O prazo pelo qual se haverá de prolongar essa obrigação provavelmente causará dúvidas, visto que a qualquer tempo poderá ocorrer a hipótese prevista no parágrafo 3.º do citado artigo 10.º. Não é possível prever quando, em instrução processual penal, poderá ser determinada judicialmente a abertura desses registros. Com toda a certeza, o prazo de três meses previsto no caput será insuficiente para garantir a adequada instrução probatória.

Acrescente-se que aos registros dos emitentes originários se somará, na forma do parágrafo 2.º, informação relativa ao quantitativo total de usuários a quem a mensagem tenha sido enviada, a menos que esse quantitativo não alcance o total de mil usuários, conforme autoriza o parágrafo 4.º.

Ora, mais além do pesado ônus imposto aos provedores de comunicação via internet – sobre cuja viabilidade melhor dirão técnicos no assunto –, verifico que o dispositivo contraria frontalmente os princípios e as normas positivadas relativas à coleta e guarda de dados.

Em matéria de tecnologia da informação, as fórmulas mais perfeitas são sempre minimalistas. A arquitetura mais elegante é sempre a que comporta menor número de comandos. Parcimônia na coleta de dados é também regra mestra posta pela legislação de regência. Veja-se, por exemplo, o que dispõe o artigo 6.º da LGPD: "As atividades de tratamento de dados pessoais deverão observar a boa-fé e os seguintes princípios: (...) III – necessidade: limitação do tratamento ao mínimo necessário para a realização de suas finalidades, com abrangência dos dados pertinentes, proporcionais e não excessivos em relação às finalidades do tratamento de dados".

Além disso e ainda mais sério é o fato de que se coletem e armazenem dados dos indivíduos, previamente a qualquer indício de malfeito e a qualquer determinação judicial para tanto. Estamos diante de caso de vigilância em massa!
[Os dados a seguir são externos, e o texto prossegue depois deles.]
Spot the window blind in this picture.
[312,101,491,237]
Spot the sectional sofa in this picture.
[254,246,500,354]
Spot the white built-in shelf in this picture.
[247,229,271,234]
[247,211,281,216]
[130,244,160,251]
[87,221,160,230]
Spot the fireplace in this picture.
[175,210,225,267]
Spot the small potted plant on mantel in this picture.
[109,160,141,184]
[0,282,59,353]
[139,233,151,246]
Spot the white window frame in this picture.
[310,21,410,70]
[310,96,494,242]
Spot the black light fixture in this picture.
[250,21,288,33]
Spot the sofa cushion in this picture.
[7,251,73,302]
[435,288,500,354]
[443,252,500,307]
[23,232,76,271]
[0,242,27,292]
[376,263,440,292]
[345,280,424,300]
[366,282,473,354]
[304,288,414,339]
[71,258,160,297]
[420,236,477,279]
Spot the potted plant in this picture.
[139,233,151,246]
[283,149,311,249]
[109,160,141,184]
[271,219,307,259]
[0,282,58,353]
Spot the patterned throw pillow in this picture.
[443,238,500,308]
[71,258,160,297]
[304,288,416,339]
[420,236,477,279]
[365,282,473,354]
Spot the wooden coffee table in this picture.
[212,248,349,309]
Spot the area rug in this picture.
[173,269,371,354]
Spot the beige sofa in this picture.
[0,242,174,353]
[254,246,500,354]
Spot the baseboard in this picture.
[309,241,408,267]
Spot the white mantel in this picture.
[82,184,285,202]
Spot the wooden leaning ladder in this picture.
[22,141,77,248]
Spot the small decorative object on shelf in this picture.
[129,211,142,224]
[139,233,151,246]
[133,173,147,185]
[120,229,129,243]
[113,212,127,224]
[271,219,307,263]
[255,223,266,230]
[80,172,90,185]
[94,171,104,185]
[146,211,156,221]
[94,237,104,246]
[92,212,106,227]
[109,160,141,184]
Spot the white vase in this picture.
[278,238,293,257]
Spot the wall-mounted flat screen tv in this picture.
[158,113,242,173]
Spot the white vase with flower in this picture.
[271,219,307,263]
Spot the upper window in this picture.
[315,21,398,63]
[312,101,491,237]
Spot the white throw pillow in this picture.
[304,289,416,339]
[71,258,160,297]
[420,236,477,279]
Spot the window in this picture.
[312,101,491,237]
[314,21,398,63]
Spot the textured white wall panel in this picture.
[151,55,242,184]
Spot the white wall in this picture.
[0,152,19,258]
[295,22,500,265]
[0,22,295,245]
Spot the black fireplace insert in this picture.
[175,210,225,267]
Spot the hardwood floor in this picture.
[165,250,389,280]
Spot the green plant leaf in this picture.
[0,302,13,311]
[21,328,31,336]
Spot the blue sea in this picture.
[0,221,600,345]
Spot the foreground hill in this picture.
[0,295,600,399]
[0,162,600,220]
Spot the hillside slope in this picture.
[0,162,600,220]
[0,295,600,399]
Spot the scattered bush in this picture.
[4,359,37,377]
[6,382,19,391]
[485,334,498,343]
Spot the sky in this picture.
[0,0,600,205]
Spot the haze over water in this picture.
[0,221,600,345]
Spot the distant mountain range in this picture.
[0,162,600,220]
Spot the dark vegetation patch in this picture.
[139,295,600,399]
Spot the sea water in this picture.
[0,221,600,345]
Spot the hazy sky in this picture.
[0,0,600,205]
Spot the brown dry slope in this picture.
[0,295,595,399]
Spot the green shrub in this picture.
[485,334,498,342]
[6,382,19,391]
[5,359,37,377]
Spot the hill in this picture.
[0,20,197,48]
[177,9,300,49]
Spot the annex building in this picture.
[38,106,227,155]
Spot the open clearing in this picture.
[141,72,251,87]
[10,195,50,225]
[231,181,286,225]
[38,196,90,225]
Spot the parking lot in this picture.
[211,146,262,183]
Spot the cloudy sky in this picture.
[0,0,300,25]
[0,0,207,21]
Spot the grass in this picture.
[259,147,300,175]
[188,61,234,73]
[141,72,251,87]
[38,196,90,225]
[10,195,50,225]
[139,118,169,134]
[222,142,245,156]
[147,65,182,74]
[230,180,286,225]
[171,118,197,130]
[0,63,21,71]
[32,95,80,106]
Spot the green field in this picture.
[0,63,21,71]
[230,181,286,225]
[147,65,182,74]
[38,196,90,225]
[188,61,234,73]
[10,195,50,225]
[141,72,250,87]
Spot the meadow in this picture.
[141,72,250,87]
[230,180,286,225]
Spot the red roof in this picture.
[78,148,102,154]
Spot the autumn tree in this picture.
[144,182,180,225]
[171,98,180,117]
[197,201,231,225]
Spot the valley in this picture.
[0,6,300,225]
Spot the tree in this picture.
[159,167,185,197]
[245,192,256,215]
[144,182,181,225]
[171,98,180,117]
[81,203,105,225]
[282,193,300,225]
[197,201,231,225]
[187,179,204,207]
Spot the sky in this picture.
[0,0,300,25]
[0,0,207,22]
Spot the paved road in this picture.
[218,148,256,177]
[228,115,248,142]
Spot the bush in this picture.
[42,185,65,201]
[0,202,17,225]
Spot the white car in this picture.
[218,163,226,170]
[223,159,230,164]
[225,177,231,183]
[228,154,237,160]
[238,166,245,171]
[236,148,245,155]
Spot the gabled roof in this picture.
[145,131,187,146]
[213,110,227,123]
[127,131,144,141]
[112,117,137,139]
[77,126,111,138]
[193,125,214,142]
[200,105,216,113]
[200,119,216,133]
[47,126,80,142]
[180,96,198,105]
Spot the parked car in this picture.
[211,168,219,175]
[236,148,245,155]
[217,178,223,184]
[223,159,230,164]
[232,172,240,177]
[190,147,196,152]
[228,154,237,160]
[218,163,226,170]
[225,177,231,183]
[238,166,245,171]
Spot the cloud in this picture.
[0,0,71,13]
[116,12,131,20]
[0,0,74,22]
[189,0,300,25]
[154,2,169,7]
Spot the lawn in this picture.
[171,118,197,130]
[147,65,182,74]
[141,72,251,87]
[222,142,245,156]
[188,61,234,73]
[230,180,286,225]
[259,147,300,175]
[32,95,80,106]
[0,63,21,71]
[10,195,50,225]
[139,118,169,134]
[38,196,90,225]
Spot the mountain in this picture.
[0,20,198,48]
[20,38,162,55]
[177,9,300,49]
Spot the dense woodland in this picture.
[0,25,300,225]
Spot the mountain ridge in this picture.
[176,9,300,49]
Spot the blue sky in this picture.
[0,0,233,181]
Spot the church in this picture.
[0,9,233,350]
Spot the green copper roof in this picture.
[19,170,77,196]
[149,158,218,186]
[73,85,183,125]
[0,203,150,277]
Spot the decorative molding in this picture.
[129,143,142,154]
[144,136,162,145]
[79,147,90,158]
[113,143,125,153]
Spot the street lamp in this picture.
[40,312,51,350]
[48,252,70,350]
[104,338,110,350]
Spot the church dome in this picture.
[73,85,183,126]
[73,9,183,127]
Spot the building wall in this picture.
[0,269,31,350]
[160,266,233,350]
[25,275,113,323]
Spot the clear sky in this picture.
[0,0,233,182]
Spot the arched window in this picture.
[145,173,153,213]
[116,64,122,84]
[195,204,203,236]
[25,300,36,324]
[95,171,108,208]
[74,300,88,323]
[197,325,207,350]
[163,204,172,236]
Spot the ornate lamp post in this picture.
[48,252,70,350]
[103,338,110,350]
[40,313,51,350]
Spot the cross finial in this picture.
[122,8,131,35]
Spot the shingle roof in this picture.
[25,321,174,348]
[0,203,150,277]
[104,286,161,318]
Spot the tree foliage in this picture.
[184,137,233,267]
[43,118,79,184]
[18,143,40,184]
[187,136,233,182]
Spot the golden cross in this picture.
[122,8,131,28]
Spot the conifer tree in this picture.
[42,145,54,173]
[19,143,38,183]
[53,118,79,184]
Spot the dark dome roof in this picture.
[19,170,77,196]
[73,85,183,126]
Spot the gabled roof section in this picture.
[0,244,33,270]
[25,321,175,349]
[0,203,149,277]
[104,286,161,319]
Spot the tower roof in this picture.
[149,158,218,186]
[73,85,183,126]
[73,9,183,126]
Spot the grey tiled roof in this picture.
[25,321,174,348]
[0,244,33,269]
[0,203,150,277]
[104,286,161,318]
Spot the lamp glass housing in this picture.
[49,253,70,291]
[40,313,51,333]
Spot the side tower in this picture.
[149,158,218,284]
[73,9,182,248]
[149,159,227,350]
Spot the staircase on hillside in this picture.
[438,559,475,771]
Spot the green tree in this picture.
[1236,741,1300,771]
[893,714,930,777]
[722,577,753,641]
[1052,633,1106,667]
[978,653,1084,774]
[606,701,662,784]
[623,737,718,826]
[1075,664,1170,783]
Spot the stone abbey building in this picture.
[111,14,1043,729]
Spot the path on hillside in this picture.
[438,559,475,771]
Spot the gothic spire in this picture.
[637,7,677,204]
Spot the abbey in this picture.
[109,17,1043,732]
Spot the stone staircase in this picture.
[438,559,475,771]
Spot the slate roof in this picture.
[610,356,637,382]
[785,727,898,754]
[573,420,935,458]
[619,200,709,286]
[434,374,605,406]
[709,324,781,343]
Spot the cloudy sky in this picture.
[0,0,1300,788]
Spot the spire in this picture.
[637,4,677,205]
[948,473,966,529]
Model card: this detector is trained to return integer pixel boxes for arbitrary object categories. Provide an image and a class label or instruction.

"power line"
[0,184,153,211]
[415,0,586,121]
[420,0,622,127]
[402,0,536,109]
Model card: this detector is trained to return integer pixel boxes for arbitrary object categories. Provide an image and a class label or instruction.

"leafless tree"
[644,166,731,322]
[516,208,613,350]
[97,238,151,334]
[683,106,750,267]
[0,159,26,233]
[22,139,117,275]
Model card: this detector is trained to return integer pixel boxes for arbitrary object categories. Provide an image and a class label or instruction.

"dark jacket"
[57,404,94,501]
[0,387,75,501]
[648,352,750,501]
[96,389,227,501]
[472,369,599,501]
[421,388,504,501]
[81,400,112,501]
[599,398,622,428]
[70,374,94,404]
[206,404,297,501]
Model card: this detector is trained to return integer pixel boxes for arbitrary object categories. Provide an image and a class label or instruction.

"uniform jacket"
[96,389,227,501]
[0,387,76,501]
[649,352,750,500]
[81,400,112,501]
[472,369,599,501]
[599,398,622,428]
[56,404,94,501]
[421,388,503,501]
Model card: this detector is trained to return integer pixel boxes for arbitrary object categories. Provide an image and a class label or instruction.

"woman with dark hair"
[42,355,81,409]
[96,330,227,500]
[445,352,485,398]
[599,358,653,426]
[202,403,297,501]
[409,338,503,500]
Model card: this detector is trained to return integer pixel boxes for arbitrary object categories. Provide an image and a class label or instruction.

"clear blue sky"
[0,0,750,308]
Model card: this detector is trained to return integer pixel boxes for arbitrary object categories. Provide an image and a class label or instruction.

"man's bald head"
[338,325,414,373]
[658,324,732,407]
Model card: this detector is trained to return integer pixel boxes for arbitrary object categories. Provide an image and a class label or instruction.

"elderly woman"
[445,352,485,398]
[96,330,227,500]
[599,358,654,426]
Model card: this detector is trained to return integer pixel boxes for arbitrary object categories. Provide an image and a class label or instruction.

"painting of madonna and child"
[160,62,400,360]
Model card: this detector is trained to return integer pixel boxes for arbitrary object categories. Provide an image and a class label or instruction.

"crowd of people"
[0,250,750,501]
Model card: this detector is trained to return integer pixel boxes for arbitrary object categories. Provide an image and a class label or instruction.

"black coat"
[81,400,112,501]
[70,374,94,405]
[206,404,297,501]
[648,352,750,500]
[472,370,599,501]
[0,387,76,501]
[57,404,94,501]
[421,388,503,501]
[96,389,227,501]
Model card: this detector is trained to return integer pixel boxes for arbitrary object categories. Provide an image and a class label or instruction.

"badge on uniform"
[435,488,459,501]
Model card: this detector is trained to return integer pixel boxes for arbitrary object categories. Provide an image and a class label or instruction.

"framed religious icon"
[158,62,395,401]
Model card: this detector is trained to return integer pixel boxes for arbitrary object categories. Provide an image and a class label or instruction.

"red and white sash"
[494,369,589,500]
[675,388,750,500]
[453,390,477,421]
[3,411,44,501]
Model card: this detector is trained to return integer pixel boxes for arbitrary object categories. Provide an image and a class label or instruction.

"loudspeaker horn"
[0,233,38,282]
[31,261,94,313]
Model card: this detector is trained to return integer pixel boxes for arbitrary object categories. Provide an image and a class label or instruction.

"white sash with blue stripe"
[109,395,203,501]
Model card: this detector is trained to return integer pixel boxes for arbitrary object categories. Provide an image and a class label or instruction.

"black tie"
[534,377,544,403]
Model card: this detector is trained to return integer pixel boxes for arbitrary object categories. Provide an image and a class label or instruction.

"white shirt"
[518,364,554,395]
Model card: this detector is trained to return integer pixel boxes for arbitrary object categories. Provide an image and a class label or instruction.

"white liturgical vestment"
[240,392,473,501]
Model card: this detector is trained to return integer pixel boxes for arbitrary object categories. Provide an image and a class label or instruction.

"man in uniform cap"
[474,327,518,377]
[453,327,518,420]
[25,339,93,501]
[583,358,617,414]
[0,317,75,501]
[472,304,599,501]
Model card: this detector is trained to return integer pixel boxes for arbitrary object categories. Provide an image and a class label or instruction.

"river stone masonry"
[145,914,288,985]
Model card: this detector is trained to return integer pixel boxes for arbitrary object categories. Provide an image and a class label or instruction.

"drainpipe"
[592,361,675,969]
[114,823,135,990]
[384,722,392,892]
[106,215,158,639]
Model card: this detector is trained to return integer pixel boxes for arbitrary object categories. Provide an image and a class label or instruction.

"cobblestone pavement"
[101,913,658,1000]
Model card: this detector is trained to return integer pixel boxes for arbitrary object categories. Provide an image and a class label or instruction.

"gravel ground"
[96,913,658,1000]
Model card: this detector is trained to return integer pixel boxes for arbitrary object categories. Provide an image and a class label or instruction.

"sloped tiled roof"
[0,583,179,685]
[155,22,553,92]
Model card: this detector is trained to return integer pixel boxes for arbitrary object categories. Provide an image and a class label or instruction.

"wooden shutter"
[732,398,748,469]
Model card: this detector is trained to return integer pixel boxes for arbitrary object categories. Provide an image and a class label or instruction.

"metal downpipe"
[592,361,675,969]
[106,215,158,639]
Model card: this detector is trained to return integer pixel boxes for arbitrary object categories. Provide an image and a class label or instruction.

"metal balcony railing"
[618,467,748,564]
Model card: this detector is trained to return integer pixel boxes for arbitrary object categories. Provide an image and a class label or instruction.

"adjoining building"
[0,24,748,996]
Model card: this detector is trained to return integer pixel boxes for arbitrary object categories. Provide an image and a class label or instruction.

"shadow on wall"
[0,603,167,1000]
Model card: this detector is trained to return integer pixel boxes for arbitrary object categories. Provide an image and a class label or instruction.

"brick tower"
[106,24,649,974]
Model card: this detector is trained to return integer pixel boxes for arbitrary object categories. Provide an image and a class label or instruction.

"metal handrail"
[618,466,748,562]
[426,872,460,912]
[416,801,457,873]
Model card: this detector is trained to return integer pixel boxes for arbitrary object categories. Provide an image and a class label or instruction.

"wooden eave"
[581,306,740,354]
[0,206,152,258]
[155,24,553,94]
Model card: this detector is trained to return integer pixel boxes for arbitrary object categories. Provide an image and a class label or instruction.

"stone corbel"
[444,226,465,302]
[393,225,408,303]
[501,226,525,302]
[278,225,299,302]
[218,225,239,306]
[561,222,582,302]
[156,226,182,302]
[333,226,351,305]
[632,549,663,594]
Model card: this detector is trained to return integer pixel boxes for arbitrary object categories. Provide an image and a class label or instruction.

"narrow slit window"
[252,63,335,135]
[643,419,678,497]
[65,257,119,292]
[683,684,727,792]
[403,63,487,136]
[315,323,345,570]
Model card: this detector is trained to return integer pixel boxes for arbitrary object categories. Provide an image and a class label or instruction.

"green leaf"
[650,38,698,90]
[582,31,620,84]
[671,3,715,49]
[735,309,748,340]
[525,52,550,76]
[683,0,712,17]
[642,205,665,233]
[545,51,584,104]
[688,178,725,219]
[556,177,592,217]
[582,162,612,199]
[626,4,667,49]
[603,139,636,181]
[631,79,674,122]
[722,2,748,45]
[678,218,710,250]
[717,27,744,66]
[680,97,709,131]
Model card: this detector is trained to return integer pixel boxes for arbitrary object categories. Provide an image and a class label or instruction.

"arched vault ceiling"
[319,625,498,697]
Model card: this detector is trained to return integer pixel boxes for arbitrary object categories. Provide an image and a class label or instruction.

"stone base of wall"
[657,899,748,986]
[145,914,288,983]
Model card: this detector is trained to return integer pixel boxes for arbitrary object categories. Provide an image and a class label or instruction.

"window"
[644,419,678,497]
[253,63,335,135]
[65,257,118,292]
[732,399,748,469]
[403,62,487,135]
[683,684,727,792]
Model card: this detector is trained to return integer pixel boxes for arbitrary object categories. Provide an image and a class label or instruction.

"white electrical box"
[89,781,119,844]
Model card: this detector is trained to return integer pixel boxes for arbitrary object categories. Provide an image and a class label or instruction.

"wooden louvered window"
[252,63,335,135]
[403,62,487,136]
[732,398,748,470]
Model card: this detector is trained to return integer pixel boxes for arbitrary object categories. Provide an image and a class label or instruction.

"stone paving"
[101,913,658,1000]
A correspondência que seja expedida para programar uma grande reunião de família, turma de faculdade ou de adeptos de algum esporte será recolhida tanto quanto as mensagens de fato maliciosas.

Essa coleção indiscriminada de correspondências contraria o que dispõe o Marco Civil da Internet (vide princípios de regência, inseridos no artigo 3.º e seus incisos e no artigo 7.º e seus incisos) e, no limite, põe em cheque garantias individuais com foro constitucional, como o direito à privacidade e a garantia de liberdade de expressão e comunicação de pensamento.

Por todas essas e outras deficiências, que têm origem na ausência de debate público e aberto sobre a matéria, o projeto, se acaso transformado em lei na forma atual, corre o risco de dar ensejo a extensa e complexa judicialização, com prejuízo significativo para a segurança jurídica em esfera intrinsecamente ligada ao progresso tecnológico do País. Aguarda-se da Câmara dos Deputados a iniciativa de amadurecimento e aperfeiçoamento da proposta.